Anelka dans la controverse

Comme son ami Dieudonné, Anelka fait la "quenelle", pour fêter un but en championnat
Image caption Comme son ami Dieudonné, Anelka fait la "quenelle", pour fêter un but en championnat

Nicolas Anelka est critiqué dans son pays, la France, à cause de son soutien à l’humoriste Dieudonné, lequel est accusé d’antisémitisme.

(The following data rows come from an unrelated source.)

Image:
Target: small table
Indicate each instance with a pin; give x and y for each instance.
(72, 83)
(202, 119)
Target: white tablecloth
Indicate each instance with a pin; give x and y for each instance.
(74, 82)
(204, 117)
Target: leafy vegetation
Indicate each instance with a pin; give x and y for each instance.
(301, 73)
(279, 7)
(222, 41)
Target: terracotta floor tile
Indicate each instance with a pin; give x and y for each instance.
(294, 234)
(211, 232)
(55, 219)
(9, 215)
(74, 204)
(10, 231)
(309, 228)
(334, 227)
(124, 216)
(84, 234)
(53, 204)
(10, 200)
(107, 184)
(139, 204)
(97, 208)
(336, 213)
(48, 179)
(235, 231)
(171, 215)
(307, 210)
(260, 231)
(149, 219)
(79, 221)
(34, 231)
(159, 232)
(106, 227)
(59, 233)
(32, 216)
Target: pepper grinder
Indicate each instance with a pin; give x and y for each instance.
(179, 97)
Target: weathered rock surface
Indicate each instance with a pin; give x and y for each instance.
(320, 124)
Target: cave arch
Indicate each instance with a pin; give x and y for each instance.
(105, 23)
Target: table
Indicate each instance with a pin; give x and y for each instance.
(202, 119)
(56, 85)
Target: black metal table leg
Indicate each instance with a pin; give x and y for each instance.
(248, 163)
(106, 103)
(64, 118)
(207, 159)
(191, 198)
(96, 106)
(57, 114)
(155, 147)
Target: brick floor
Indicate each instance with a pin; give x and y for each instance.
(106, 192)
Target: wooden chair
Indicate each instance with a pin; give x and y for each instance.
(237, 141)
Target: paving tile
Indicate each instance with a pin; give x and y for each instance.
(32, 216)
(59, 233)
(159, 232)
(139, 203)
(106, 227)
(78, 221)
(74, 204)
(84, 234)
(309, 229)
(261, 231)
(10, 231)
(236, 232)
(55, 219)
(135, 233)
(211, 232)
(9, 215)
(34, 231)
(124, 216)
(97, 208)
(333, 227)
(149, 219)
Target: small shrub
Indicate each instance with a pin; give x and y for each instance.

Dieudonné est l’auteur d’un geste baptisé "quenelle" et interprété par certains comme un salut traduisant de l'hostilité ou de la haine envers les juifs.

L’attaquant de West Bromwich Albion (Angleterre), âgé de 34 ans, a imité le geste de l’humoriste samedi, pour fêter un but en championnat d’Angleterre, contre West Ham (3-3). Il a tendu un bras et croisé l’autre en travers de la poitrine.

L’attitude de l’ancien attaquant de l’équipe de France est d’autant plus controversée que Dieudonné lui-même est la cible d’une mesure du ministre français de l’Intérieur, Manuel Valls, visant à l’interdire de scène.

M. Valls estime que la "quenelle" relève d’une "mécanique de la haine".

Selon l’AFP, la ministre française des Sports, Valérie Fourneyron, a qualifié samedi le geste d'Anelka de "provocation choquante et écœurante".

Anelka explique sur son compte Twitter que son geste était "juste" une "dédicace" adressée à son "ami humoriste Dieudonné".

Un "geste ambigu"

L'Union des étudiants juifs de France (UEJF) a dénoncé dans un communiqué "la lâcheté du soutien de Nicolas Anelka à Dieudonné".

"A l'instar de Dieudonné, qui se cache sous le masque de l'humour, les personnes qui miment le geste de la ‘quenelle’ n'assument pas leur antisémitisme", soutient l’UEJF.

La Grande Mosquée de Paris, l’un des symboles de l’islam en France, a relevé un "geste ambigu" et condamné "énergiquement tout acte ou propos à caractère antisémite ou raciste dans le monde sportif".

Dalil Boubakeur, l'un de ses responsables, a appelé le footballeur au respect "des valeurs hautement humanistes et universelles de paix" que revêt le sport.

La Fédération anglaise de football (FA) a décidé d'enquêter sur le geste d'Anelka, selon le Sunday Times, un journal britannique.